Why do cropping in u-net segmentation?

I have a theoretical question about u-net segmentation. To my understanding, the u-net does up-sampling and down-sampling and uses an original cropped image to feed from an early layer to a later layer. Hence the ‘copy and crop’ operation in the diagram at the top of page 2 in the original u-net paper https://arxiv.org/pdf/1505.04597.pdf.

My question is why do any cropping at all? Why not just resize instead? Or at least up-scale until you get images of the same size in the upper layers compared to the lower layers to copy them across. Surely some valuable information on the edges of image is lost. We are talking about significant cropping here (568 by 568 after the first block copied to the beginning of the last block 392 by 392).

1 Like

It looks like they are using the cropping to deal with the smaller output of convolutional layers (i.e. ignoring dimensionality, a convolution with a kernel of size n pixels loses n-1 pixels on each border). So you either have a smaller output or you use padding on convolutions. They chose to proceed with a smaller output.

They are tiling their original input image so use overlapping input tiles to produce a full segmentation in spite of this. They only predict a 368x368px region from each 512x512 input. So it just increases the amount of work needed as tiles must now overlap. No edge information is lost, it’s just processed in other tiles (with reflection padding used on the entire image to handle tiles on the border of the original image). This tiling would likely be needed anyway for the original problem to deal with the full input images with available GPU memory.

Note that the fastai UNet does not follow this, it uses padding to deal with the lost border pixels and so no cropping is done and tiling is not required.

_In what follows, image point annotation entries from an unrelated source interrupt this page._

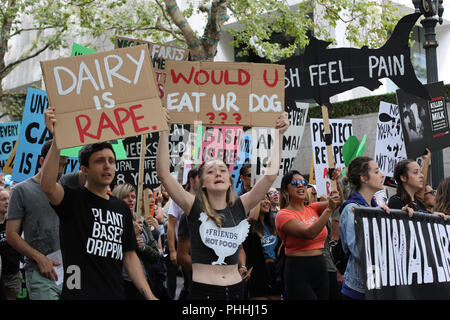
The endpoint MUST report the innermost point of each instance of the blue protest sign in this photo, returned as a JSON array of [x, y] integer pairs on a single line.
[[8, 135], [33, 134], [243, 157]]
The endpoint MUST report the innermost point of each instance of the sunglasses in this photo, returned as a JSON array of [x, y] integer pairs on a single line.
[[296, 183]]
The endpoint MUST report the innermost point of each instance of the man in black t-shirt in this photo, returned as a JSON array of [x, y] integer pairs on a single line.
[[97, 236]]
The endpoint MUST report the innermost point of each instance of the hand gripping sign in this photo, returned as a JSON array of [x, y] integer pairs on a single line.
[[103, 96]]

You could try to compensate for the lost border pixels in the resizing but this would seem to have possible drawbacks. In their architecture they use a simple 2x2 upsample (fastai uses PixelShuffle for a 2x2 upsizing). If you were to use resizing to compensate you’d need to use a more complicated method such as bilinear interpolation as you’d need to do things like a resize from 56px to 128px (8px lost from two 3x3 convs as happen between upsizings, assuming a 64px image on the contracting path). This would introduce possible artifacts/information loss due to the issues with arbitrary resizing. It would also increase required processing though it’s not obvious to me how this would compare to the extra processing required by overlap (given that the overlapping pixels are only processed by initial layers as they are dropped by successive convolutions).
So while it might work I would kind of suspect that either the original method of just compensating with overlapping tiles or the fastai method of padded convolutions would be better than resizing. But I could be wrong (especially compared to tiling, padded convolutions as in fastai seems like a good alternative).